The film can’t be dismissed as distasteful or blasphemous—since it treats the gravity of a papal election with respect and accurately portrays the ancient rituals and contemporary problems facing today’s Catholic Church.
Rave reviews
Both the Vatican newspaper L’Osservatore Romano and the Avvenire daily of the Italian bishops conference gave “Conclave” rave reviews.
Granted, those reviews were published before Francis entered the hospital Feb. 14 with a complex lung infection that has taken him out of commission for the longest time of his 12-year papacy.
It’s unclear if the newspapers would have published them after Francis’ health took such a dire turn.
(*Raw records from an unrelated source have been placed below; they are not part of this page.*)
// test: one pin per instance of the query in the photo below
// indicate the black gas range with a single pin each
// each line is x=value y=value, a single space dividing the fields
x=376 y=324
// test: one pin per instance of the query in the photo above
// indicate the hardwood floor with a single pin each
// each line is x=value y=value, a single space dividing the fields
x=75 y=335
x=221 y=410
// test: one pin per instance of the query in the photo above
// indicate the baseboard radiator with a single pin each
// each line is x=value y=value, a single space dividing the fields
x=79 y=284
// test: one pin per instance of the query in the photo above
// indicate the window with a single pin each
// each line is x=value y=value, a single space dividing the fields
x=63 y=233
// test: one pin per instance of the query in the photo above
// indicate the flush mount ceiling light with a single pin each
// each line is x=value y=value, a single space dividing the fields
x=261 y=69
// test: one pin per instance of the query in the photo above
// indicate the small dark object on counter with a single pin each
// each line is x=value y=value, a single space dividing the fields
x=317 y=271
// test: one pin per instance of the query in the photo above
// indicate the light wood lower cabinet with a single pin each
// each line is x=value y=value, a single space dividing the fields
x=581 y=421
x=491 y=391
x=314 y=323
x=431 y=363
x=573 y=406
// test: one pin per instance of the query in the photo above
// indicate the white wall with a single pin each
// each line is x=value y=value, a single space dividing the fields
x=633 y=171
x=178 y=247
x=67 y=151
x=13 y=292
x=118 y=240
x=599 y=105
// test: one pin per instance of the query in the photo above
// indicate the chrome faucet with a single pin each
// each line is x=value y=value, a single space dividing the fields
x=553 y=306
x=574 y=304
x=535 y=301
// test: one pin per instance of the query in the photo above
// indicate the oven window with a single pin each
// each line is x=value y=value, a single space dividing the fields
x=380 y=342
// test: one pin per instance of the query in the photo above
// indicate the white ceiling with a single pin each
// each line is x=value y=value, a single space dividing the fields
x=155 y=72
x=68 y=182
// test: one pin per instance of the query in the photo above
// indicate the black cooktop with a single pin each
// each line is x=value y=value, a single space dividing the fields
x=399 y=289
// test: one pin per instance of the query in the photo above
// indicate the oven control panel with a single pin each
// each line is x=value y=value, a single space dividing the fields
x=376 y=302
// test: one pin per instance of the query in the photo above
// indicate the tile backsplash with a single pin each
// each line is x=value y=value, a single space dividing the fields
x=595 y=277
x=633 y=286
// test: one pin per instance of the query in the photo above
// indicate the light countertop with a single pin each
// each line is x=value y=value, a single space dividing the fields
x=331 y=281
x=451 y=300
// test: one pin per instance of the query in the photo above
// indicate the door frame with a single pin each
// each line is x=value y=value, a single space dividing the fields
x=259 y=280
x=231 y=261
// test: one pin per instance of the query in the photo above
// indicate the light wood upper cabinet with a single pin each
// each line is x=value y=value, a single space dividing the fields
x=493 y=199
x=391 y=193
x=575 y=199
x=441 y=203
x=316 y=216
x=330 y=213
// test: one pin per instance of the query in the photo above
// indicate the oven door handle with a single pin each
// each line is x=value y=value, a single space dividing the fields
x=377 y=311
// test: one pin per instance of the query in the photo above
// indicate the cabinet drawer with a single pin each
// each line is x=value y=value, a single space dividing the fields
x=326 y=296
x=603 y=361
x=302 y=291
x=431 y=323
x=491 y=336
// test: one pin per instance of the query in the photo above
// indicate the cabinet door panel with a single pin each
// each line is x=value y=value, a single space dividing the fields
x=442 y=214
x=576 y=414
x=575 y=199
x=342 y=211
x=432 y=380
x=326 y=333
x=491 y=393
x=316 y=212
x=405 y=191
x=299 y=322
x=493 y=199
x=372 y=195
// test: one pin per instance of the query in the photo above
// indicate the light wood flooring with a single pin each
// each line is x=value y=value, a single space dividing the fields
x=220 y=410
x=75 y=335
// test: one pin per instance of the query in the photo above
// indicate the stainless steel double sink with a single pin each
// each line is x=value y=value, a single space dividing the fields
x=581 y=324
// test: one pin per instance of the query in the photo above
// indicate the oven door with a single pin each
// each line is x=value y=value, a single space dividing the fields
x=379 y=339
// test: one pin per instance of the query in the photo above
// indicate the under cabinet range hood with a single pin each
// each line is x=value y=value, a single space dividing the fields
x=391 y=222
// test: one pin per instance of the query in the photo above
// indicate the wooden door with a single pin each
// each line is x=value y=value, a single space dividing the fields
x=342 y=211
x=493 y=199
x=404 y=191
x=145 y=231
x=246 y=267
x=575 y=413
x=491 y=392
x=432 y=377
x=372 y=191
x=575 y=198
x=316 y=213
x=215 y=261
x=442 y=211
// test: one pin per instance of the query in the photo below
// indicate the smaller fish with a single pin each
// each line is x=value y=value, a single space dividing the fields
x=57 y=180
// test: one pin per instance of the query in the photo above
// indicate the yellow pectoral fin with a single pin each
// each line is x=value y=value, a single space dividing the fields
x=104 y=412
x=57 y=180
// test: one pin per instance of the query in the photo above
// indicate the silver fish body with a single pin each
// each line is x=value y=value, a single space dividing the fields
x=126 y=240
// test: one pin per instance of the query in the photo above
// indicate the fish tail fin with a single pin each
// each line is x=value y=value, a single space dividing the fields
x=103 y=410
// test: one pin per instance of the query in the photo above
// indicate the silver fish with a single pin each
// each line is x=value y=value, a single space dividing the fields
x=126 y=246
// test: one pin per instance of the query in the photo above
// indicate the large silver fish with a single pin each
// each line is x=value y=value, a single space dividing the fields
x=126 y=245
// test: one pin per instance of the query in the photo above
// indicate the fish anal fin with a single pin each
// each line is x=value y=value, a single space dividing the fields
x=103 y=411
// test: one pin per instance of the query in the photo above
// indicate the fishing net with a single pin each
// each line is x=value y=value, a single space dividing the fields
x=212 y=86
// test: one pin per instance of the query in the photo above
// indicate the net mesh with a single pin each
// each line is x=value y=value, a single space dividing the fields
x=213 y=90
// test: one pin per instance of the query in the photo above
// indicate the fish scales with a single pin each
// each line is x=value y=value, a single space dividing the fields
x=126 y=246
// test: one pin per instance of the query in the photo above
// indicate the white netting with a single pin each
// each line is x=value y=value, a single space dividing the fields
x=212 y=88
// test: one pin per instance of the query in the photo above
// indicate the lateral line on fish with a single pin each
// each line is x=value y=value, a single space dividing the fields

That’s even more the case since it’s clear from the opening scenes in the Vatican’s modern Santa Marta hotel where Francis lives that “Conclave’s” fictional dead pope is modeled after the real-life current one.
Sensitive moment
Director Edward Berger’s adaptation of the Robert Harris novel, starring Ralph Fiennes as the dean of the College of Cardinals, has been nominated for eight Academy Awards, including Best Picture.
Harris is well aware of the sensitivity of the moment. But he is adamant against trying to milk the moment for publicity.
To recap: the film opens with the death of the pope and turns around the political maneuvering and manipulations behind the election of his successor. Cardinal Thomas Lawrence (Fiennes) is dean of the College of Cardinals, who must organize the conclave amid his own crisis of faith.
“I’ve been refusing all requests to talk about it and a future conclave because I think that’s in extreme bad taste,” Harris told The Associated Press (AP). “I really hope he’s got some more years yet.”
Pope Francis suffered a setback on Friday, after he inhaled vomit during a coughing fit and required noninvasive mechanical ventilation to breathe. (See related story in World, Page A8)
Creative liberties
All this has made “Conclave” the film a bit too close for comfort in more ways than one for anyone following Francis’ plight and concerned about what it means for the Catholic Church.
Massimo Faggioli, theologian at Villanova University, said the film was “sadly effective” in illustrating the institutional instability that the Catholic Church is going through now, as well as the ease with which a single act or allegation of misconduct can ruin someone.
For sure Berger takes some creative liberties. Cardinal Lawrence, for example, would have been excommunicated two or possibly three times for his efforts to navigate the intrigue, given the ban on communications with the outside world during a conclave and canon laws governing the seal of the confessional and the sealing of the papal apartments after a pope has died.
But this is Hollywood, and His Eminence can be forgiven.